Palantir’s CEO Alex Karp called out this change several months ago when he said, “It’s hard to move from: ‘I get paid because you can’t get rid of me’ to ‘I get paid because you could get rid of me but you don’t want to because you’re creating so much value’ — but that’s where the future’s going.”

We think certain companies that saw this wave coming, like Palantir, ServiceNow and Cadence Design Systems, are delivering extraordinary value to their customers and are pricing relative to the value they produce. This may or may not be rare. The point is, it isn’t a given. 

We won’t get to full usage-based pricing overnight. Customers also like the predictability of the subscription-based model. And if they don’t fully understand what they’re getting into with usage-based pricing, budgets could blow out unexpectedly. Customers definitely don’t want that. 

Here’s Cadence Design Systems CFO John Wall (Cadence CFO) on hybrid pricing:

“We don’t see AI forcing a wholesale change from subscriptions to consumption. Our customers still want predictable access to trusted signoff engines and certified flows. So, multiyear subscription remains the core of our business. What AI does is it changes how much customers run the tools and where value is created. There’s more automation, there’s more iterations, there’s more compute. So, we’ll attach more usage-based pricing for incremental capacity and AI-driven optimization.”

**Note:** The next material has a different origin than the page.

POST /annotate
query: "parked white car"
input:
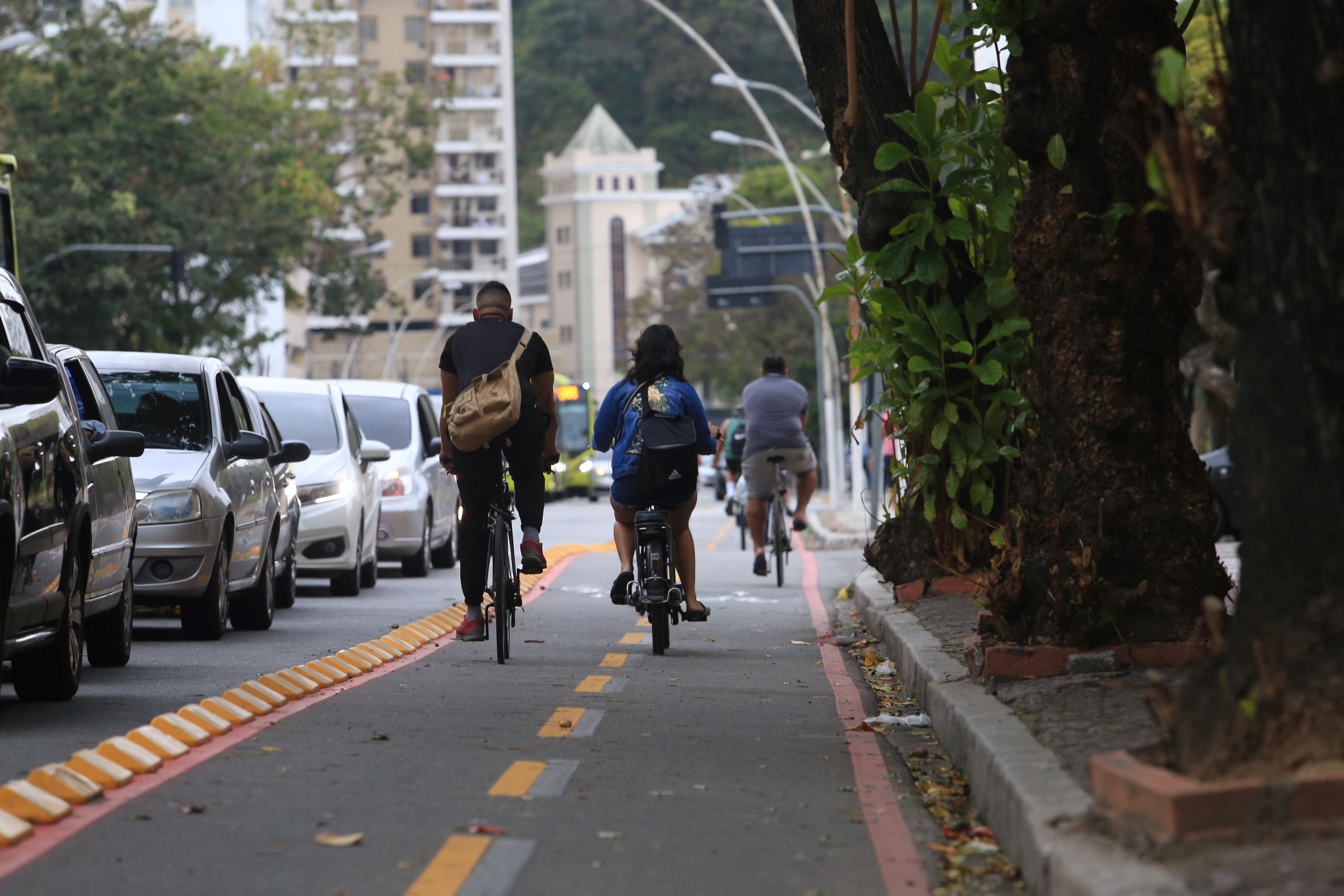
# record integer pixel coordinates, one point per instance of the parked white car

For now, expect a hybrid model where usage-based pricing is an additional lever for software businesses to pull. But it’s reasonable to expect that as more of the work gets done in an automated way, more software revenue will be tied to usage-based pricing from AI agents doing the work. And as a corollary, the subscription pricing power would recede and become a shrinking part of the mix. At this point, it’s unclear exactly what the balance between the two will be. 

The software business model is changing. The customer must see continual value for the continual price they pay. Some software companies will be doing better than ever, many will not.

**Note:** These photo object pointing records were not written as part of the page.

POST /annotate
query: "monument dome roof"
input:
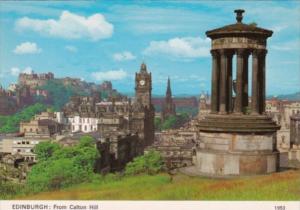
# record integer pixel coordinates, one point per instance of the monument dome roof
(239, 29)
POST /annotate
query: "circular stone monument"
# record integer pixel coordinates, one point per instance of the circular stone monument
(237, 138)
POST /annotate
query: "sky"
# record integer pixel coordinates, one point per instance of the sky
(108, 40)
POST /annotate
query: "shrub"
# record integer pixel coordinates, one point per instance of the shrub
(150, 163)
(60, 167)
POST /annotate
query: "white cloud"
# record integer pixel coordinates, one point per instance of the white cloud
(186, 47)
(71, 48)
(27, 48)
(69, 26)
(15, 71)
(287, 46)
(123, 56)
(109, 75)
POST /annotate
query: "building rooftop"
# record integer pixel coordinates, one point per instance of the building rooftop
(239, 29)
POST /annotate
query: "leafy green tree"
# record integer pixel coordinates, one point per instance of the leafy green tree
(63, 166)
(45, 150)
(10, 124)
(150, 163)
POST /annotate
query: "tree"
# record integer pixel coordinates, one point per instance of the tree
(45, 150)
(150, 163)
(59, 166)
(10, 124)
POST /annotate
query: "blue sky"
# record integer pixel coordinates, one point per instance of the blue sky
(99, 40)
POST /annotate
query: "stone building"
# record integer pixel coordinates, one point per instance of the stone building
(142, 116)
(168, 108)
(204, 106)
(233, 141)
(43, 125)
(177, 146)
(88, 114)
(295, 129)
(34, 80)
(294, 152)
(83, 124)
(8, 103)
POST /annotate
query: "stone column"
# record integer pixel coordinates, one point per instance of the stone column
(229, 81)
(238, 107)
(245, 95)
(262, 79)
(255, 83)
(225, 81)
(215, 81)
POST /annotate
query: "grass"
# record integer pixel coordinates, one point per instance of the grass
(277, 186)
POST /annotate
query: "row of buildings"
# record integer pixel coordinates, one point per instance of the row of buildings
(122, 127)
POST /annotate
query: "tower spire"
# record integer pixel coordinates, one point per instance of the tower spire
(169, 87)
(143, 68)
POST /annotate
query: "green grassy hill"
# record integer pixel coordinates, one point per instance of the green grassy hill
(277, 186)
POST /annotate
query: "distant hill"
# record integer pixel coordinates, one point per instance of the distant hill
(291, 97)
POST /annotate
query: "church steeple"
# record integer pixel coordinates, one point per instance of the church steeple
(143, 68)
(168, 108)
(169, 92)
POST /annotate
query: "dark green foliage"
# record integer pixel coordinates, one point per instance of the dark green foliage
(189, 110)
(9, 189)
(62, 166)
(45, 150)
(150, 163)
(10, 124)
(60, 93)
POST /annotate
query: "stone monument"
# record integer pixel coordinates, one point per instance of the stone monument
(235, 138)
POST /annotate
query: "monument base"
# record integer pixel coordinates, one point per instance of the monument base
(228, 154)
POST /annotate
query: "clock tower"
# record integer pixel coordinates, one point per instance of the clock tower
(142, 121)
(143, 86)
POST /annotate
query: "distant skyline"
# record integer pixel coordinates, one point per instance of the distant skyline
(108, 40)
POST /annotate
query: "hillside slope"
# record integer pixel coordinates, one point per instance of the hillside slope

Here’s John Wall again, making exactly this case, “AI is not replacing our products. It’s amplifying demand and accelerating adoption.”

Treating all software companies as an undifferentiated block is mistaken. There will be winners and losers. We intend to own the winners.

 

Best regards,

Evan McGoff

 

Disclosure: Dock Street Asset Management, Inc. and/or our clients may own Palantir (PLTR), ServiceNow (NOW), and Cadence Design Systems (CDNS). This article is not intended to be used as investment advice.